The last third of the 20th century or so was a fertile time for expensive health care innovation. Sherry Glied, an economist and a dean at New York University, offered a few examples: “Coronary artery bypass grafting took off in the mid-to late 1970s. Later, we saw innovations like drug treatments for H.I.V. and premature babies.”

These are all highly valuable, but they came at very high prices. This willingness to pay more has in turn made the United States an attractive market for innovation in health care.

Yet being an engine for innovation doesn’t necessarily translate into better outcomes. Almost no matter how it’s measured, longevity in the United States has not kept pace with that of other nations. Again, the inflection point is around 1980. Why?

A study examining the period 1975 to 2005 by Ms. Glied and Peter Muennig, from Columbia, suggests that international differences in rates of smoking, obesity, traffic accidents and homicides cannot explain why Americans tend to die younger.

Some have speculated that slower American life expectancy improvements are a result of a more diverse population. But Ms. Glied and Mr. Muennig found that life expectancy growth has been higher in minority groups in the United States. Another study, published in JAMA, found that even accounting for motor vehicle traffic crashes, firearm-related injuries and drug poisonings, the United States has higher mortality rates than comparably wealthy countries.

The lack of universal health coverage and less safety net support for low-income populations could have something to do with it, Ms. Glied speculated. “The most efficient way to improve population health is to focus on those at the bottom,” she said. “But we don’t do as much for them as other countries.”

The effectiveness of focusing on low-income populations is evident from large expansions of public health insurance for pregnant women and children in the 1980s. There were large reductions in child mortalityassociated with these expansions. “Those reductions were much larger for poor children than for richer children,” Ms. Currie said.

A report by RAND shows that in 1980 the United States spent 11 percent of its G.D.P. on social programs, excluding health care, while members of the European Union spent an average of about 15 percent. In 2011 the gap had widened to 16 percent versus 22 percent.

Although this is a modest divergence over time, Mr. Anderson says it could be significant nonetheless. “Social underfunding probably has more long-term implications than underinvestment in medical care,” he said.
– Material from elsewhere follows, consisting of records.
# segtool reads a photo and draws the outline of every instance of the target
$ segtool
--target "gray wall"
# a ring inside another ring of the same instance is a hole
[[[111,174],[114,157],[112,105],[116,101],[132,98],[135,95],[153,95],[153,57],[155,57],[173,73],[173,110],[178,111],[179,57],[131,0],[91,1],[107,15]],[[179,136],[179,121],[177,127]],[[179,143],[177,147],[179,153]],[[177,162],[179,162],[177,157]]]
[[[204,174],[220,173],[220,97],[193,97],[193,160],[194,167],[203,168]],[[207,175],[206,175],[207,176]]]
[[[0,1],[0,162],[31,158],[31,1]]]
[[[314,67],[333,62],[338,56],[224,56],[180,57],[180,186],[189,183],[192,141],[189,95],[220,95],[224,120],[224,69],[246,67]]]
For example, “if the underspending is on early childhood education — one of the key socioeconomic determinants of health — then there are long-term implications.”

Slow income growth could also play a role because poorer health is associated with lower incomes. “It’s notable that, apart from the richest of Americans, income growth stagnated starting in the late 1970s,” Mr. Cutler said.
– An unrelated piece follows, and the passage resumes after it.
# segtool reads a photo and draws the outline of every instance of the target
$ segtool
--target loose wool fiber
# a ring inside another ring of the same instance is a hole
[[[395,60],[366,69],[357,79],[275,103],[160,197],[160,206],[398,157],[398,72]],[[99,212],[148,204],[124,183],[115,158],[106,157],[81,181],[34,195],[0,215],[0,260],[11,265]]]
Even if we can’t fully explain why the United States diverged in terms of health care spending and outcomes after 1980, one thing is clear: History demonstrates that it is possible for the U.S. health system to perform on par with other wealthy countries. That doesn’t mean it’s a simple matter to return to international parity. A lot has changed in 40 years. What began as small gaps in performance are now yawning chasms. And, to the extent greater American health spending has spurred development of valuable health care technologies, we may not want to trade away all of our additional spending.
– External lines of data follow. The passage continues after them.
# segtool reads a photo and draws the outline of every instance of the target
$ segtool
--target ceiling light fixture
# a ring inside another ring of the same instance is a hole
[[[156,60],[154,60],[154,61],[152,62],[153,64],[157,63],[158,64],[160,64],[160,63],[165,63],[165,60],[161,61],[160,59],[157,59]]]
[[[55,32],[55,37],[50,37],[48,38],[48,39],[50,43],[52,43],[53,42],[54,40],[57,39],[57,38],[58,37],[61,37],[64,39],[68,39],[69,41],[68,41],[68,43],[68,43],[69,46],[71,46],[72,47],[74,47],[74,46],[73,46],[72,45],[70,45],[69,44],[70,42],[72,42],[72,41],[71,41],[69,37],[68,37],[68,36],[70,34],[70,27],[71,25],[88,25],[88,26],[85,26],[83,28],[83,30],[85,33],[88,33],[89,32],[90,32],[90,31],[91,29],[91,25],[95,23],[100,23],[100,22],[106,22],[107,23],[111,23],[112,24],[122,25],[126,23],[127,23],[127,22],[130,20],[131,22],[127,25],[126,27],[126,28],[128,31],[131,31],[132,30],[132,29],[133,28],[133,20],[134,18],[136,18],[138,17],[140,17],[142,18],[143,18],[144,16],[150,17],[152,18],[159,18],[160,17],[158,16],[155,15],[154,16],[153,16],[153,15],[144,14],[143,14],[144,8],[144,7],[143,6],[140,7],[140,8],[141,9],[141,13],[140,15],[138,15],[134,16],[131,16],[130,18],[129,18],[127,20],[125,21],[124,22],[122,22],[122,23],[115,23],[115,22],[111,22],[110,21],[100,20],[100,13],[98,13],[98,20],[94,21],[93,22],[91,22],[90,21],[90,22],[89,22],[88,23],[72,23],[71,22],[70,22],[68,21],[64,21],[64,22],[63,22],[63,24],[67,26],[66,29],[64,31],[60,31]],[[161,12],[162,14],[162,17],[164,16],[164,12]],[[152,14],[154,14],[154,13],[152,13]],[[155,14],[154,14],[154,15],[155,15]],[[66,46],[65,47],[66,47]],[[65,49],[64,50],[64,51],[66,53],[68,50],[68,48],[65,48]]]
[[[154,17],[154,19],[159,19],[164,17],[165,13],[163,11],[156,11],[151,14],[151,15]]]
Nevertheless, Ashish Jha, a physician with the Harvard T.H. Chan School of Public Health and the director of the Harvard Global Health Institute, is hopeful: “For starters, we could have a lot more competition in health care. And government programs should often pay less than they do.” He added that if savings could be reaped from these approaches, and others — and reinvested in improving the welfare of lower-income Americans — we might close both the spending and longevity gaps.